Gregoire’s office said late Tuesday that the White House had not contacted Gregoire about the solicitor general position.

The solicitor general represents the United States government in cases before the Supreme Court.

Gregoire is a three-term Washington state attorney general whose term as governor ends in 2012.

She addressed the issue of her potential departure from state office to national office on Tuesday.

“If the president of the United States looks at you and says, ‘the country needs you to serve, I’m asking,’ I don’t know what I’d do,” Gregoire told The Seattle Times.

She would have to resign by Monday for candidates for her position to follow the Aug. 17 primary-Nov. 2 general election cycle to fill that position, David Ammons, spokesman for the state Secretary of State’s Office, said Tuesday.

If she resigned between Monday and Oct. 3, an all-comers general election would be held Nov. 2 under which the candidate who received the most votes would win, Ammons said.

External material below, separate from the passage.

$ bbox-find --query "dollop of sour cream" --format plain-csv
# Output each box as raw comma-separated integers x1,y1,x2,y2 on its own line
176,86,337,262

The lieutenant governor — in this case, Brad Owen — would immediately become governor upon her resignation and then himself resign after a new governor is elected.

If Gregoire vacated office after Oct. 3, Owen would be governor until a new governor is elected in 2012, Ammons said.

“She is an Obama favorite,” Ammons added. “She has long been on the radar screen for a variety of openings whenever they occur.”